At Riccardi, I wriggle into the “Eiffel Towers” by Swedish line Cheap Monday. I begin zipping…zipping…still zipping…and finally reach the top of what seems to be a mile of fly (it’s actually just under a foot, hitting at my bustline). I parade out of the dressing room to the accolades of Dallai and crew: “Wow!” “I love it!” “Looks awesome!” Turning to the mirror, I expect to see Scarlett; instead, it’s Steve Urkel. When I announce that I’ll take them, the crowd seems thrilled but a little shocked, whispering congratulations (or were they condolences?).

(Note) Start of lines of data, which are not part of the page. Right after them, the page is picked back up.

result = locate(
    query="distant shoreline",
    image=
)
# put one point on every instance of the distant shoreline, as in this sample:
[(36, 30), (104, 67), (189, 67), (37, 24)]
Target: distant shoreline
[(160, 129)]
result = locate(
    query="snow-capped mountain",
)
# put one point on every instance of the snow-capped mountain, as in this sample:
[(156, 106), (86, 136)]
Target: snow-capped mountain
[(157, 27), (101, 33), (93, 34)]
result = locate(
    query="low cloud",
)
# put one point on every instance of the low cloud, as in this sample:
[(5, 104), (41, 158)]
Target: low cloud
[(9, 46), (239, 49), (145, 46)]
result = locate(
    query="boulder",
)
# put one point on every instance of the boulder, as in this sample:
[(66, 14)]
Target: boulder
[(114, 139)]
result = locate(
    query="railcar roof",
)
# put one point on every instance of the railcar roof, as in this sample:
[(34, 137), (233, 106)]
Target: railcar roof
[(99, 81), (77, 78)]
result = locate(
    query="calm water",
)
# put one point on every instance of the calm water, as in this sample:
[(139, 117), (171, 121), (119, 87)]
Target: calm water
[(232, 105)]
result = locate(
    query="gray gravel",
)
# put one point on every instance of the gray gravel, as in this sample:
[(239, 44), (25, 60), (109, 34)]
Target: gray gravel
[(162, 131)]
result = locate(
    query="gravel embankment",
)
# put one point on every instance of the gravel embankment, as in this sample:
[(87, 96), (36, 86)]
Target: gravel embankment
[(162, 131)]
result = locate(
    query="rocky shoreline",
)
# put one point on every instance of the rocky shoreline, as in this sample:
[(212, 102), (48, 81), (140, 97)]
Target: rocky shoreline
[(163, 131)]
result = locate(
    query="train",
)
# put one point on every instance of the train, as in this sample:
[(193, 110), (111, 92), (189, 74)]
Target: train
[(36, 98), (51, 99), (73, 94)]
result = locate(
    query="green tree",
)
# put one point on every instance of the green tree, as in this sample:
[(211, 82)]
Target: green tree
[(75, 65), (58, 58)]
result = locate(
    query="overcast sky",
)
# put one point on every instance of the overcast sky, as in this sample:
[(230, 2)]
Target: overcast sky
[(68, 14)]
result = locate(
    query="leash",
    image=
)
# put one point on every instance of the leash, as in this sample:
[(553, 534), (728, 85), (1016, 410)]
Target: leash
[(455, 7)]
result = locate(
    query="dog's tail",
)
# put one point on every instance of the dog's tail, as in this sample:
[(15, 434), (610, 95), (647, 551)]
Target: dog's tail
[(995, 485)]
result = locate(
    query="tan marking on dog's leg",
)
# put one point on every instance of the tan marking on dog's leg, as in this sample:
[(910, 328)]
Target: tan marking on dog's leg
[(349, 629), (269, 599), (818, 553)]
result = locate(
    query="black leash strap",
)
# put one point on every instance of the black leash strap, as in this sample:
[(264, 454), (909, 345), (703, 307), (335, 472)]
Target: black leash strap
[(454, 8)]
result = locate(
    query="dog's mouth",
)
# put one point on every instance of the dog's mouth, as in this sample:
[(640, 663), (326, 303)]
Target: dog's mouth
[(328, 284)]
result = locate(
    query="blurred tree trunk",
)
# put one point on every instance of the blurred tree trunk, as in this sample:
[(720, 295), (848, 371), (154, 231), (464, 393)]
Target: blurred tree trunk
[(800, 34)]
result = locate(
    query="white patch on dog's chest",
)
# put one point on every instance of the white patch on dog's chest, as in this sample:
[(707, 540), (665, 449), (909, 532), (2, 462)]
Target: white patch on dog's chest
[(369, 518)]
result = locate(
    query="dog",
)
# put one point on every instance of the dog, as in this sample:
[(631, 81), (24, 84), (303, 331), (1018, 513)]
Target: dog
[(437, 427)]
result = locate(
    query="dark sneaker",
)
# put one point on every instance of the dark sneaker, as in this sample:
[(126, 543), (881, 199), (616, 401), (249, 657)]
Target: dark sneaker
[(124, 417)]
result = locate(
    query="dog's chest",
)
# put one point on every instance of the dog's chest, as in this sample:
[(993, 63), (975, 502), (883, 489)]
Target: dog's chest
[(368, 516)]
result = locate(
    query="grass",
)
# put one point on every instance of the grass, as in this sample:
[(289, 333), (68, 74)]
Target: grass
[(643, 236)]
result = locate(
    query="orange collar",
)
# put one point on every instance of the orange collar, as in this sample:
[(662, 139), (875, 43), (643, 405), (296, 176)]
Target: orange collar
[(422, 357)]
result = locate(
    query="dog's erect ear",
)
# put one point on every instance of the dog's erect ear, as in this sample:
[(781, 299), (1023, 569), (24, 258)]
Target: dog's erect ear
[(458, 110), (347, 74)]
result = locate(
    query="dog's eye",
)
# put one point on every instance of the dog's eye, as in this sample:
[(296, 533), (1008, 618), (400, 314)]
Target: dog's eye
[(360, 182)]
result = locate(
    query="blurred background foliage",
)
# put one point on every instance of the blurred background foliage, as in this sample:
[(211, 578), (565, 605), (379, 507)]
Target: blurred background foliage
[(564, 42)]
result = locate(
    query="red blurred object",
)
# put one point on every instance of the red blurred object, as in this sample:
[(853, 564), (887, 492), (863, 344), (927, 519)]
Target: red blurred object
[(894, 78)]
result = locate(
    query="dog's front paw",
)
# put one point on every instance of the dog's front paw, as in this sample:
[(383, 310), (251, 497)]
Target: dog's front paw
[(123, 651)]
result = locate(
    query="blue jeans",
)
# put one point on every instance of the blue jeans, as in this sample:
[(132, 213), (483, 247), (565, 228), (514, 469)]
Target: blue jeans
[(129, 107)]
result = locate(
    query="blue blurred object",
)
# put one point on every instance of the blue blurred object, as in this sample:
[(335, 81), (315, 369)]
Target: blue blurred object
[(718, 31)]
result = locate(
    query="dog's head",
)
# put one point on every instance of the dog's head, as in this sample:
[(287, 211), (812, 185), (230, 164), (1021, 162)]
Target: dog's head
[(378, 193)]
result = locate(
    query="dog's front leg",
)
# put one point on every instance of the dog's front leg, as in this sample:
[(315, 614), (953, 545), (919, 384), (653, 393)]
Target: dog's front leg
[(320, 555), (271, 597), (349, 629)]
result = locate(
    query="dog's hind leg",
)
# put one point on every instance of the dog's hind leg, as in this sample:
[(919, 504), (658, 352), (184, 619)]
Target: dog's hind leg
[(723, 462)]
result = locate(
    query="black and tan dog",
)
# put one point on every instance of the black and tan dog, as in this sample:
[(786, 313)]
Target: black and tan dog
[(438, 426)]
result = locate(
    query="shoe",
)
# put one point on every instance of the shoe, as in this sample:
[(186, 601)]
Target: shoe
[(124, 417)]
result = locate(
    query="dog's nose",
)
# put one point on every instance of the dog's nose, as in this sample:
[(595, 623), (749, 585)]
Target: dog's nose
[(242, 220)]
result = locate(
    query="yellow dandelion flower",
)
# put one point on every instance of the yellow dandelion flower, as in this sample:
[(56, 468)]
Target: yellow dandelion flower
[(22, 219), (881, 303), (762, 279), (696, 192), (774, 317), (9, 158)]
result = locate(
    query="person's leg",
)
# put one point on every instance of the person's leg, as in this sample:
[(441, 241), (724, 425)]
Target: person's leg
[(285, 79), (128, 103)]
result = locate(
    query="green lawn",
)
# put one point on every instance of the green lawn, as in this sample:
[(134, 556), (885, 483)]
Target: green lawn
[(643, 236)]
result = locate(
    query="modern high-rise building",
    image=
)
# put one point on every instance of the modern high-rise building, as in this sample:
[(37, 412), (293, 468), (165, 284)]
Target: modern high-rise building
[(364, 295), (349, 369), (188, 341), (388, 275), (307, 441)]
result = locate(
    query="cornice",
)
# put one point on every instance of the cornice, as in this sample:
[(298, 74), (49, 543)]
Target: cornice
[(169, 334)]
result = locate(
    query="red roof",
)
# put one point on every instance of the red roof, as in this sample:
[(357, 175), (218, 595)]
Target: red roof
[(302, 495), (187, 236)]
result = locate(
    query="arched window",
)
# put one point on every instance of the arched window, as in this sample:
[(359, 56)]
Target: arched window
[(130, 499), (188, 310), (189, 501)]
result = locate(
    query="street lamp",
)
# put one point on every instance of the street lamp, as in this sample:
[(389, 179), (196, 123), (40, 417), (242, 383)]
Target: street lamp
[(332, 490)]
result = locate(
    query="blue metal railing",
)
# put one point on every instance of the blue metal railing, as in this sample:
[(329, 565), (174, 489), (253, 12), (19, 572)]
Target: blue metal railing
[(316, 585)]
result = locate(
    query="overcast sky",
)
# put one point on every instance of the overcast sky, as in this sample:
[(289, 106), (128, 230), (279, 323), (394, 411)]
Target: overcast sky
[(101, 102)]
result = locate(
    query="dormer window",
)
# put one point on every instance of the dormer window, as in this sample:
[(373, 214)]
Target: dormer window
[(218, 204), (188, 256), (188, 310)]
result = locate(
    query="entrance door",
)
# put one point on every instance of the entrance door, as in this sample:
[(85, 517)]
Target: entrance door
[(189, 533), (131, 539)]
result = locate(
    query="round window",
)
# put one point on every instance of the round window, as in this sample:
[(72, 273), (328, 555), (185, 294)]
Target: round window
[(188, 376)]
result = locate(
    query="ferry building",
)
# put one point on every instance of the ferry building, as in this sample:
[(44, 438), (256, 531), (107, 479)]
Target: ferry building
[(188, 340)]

Outside the walls of fashion-forward Riccardi, reaction to the footlongs is, well, less positive. I repeat to myself You are ahead of the curve as I traipse into the office. “Cute jeans!” says an ad exec, but it’s the only compliment of the day. Most others are amused, as if I’m playing around; some avoid eye contact altogether. “Those are awful!” one editor exclaims. Another adds, “No offense, but those are so wrong.” For laughs, my boss calls me into a meeting to model the footlongs for the executive VP and other higher-ups.

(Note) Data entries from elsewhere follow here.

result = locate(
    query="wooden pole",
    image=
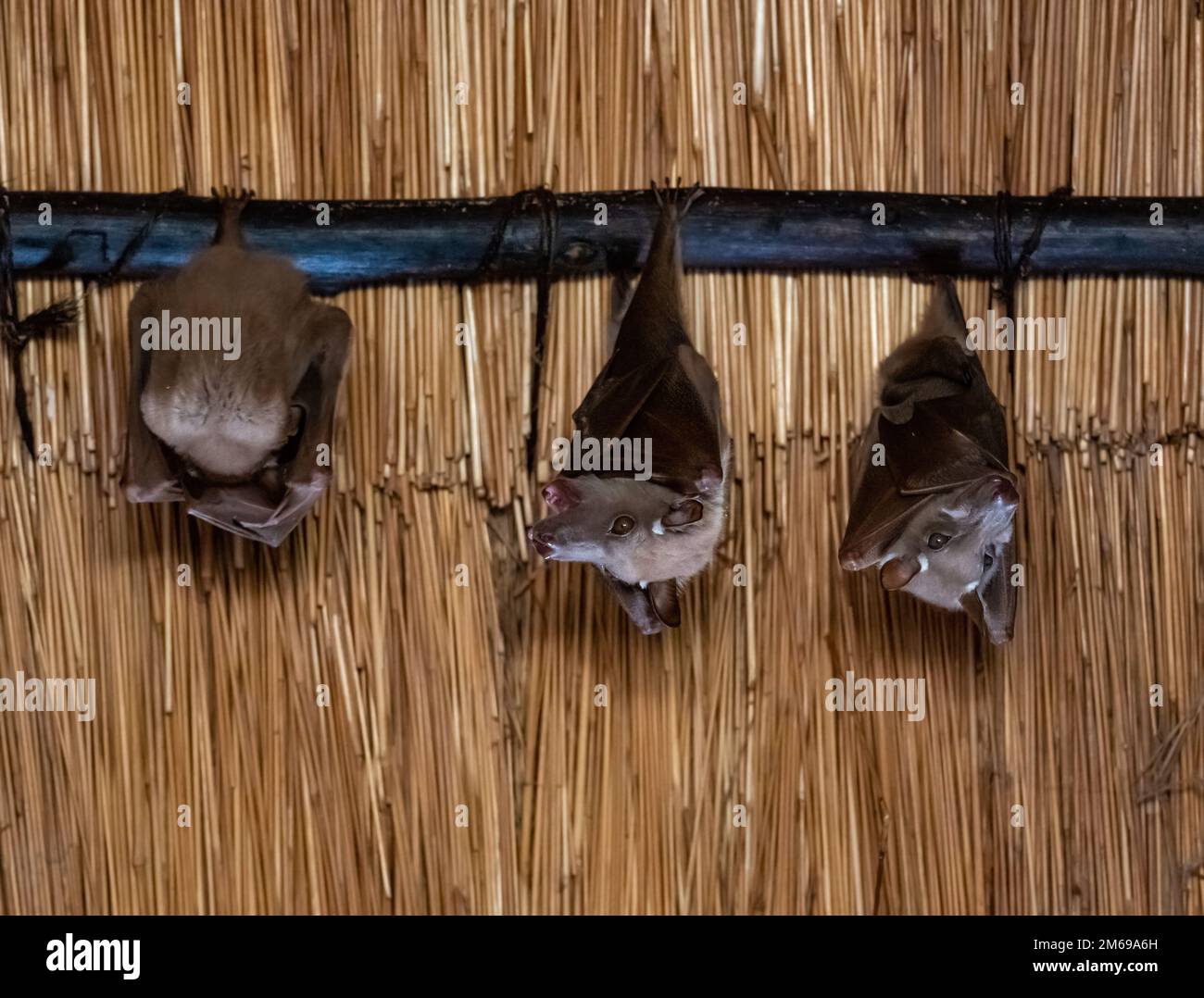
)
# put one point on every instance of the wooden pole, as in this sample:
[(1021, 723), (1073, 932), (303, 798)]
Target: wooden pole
[(531, 233)]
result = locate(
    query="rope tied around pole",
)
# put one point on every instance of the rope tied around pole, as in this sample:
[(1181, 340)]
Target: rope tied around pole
[(60, 315), (1011, 273), (546, 200), (17, 333)]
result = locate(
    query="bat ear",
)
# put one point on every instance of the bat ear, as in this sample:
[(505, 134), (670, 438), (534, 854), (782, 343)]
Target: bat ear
[(994, 605), (683, 513), (898, 572), (663, 597), (944, 316)]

I tell myself these poor souls are just painfully unfashionable. After all, these are the Next Big Jeans—right? But when I strut the look on Newbury Street, strangers offer similar reactions: giggles, finger-pointing, and a handful of “Hey, look at that girl’s jeans!” By now, I feel more fashion victim than fashion plate.

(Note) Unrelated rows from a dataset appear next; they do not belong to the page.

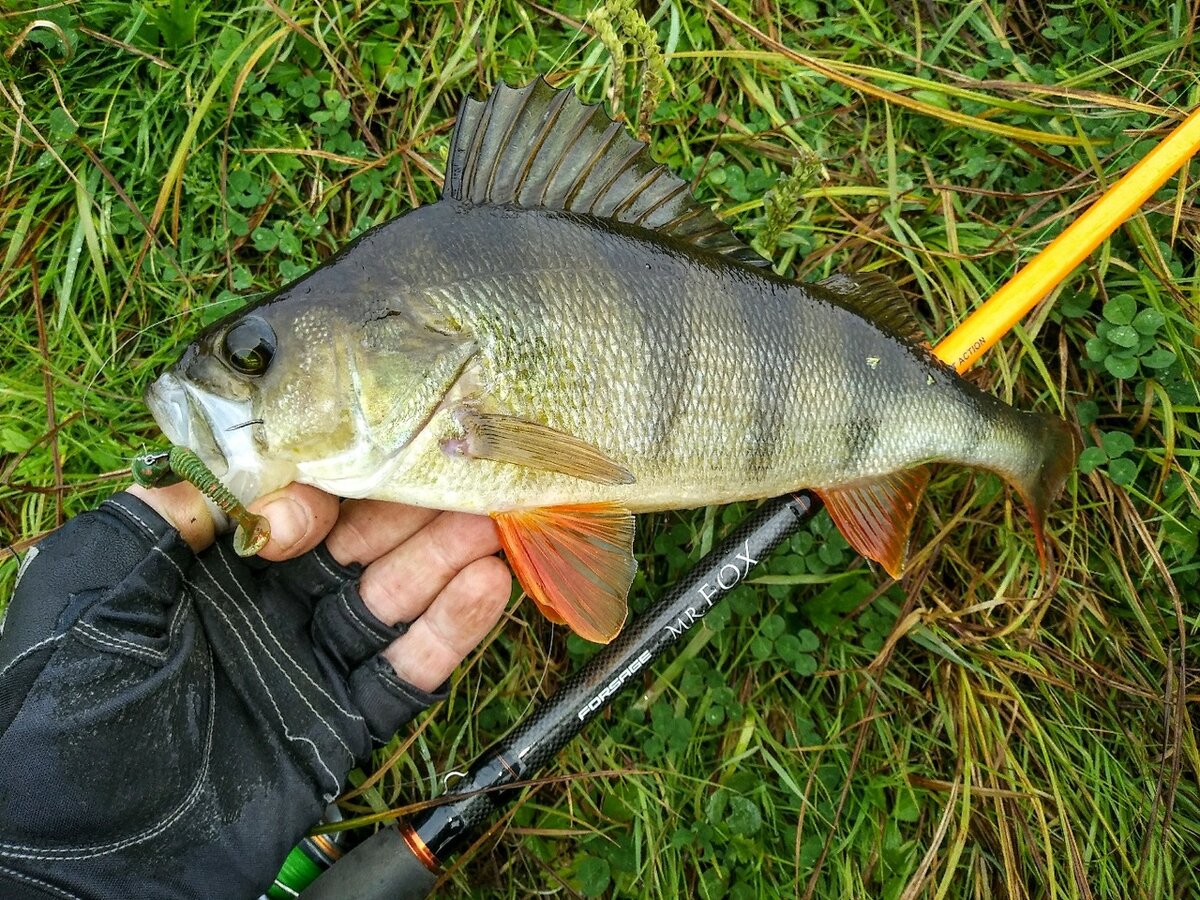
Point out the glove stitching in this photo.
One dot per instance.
(99, 850)
(279, 712)
(39, 883)
(132, 515)
(262, 681)
(382, 631)
(99, 635)
(91, 635)
(29, 652)
(251, 606)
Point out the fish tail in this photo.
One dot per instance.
(1039, 468)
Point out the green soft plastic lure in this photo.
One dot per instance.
(169, 467)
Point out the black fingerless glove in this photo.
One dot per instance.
(171, 723)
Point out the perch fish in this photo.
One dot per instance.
(567, 339)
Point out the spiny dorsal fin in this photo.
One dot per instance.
(877, 298)
(537, 147)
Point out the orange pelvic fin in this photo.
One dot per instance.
(876, 515)
(575, 562)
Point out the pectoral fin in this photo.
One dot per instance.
(505, 438)
(575, 562)
(876, 516)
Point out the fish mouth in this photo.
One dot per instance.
(185, 421)
(222, 432)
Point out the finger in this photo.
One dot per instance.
(300, 517)
(184, 508)
(366, 529)
(453, 627)
(400, 586)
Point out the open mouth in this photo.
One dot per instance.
(185, 421)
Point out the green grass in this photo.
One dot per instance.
(972, 731)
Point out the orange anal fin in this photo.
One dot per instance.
(575, 562)
(875, 516)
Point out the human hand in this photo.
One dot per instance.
(435, 570)
(173, 718)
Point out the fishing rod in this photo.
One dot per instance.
(403, 862)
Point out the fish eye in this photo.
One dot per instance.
(250, 346)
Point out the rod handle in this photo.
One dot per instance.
(384, 867)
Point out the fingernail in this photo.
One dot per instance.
(289, 522)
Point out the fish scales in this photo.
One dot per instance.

Meanwhile, it’s becoming impossible to ignore a more troubling development: I’m beginning to sag. The legs and seat are still tight, but by noon the front has been stretched out by routine sitting and standing. High jeans may be in, but my lunch-lady pooch is not. I’m constantly pulling, rebelting, unbunching. Functional speed bumps I’d written off as worth the fashion—like longer bathroom trips—soon turn into relentless annoyances.
THE VERDICT It’s doubtful I’ll make the footlongs a weekly wardrobe staple—not after a trustworthy group of editors and friends unanimously deemed them so unflattering. But that’s not to say I’m going back to throwing thong. This season’s more reasonable styles allow junkies like me to scratch the new-denim itch—while leaving Urkel at home.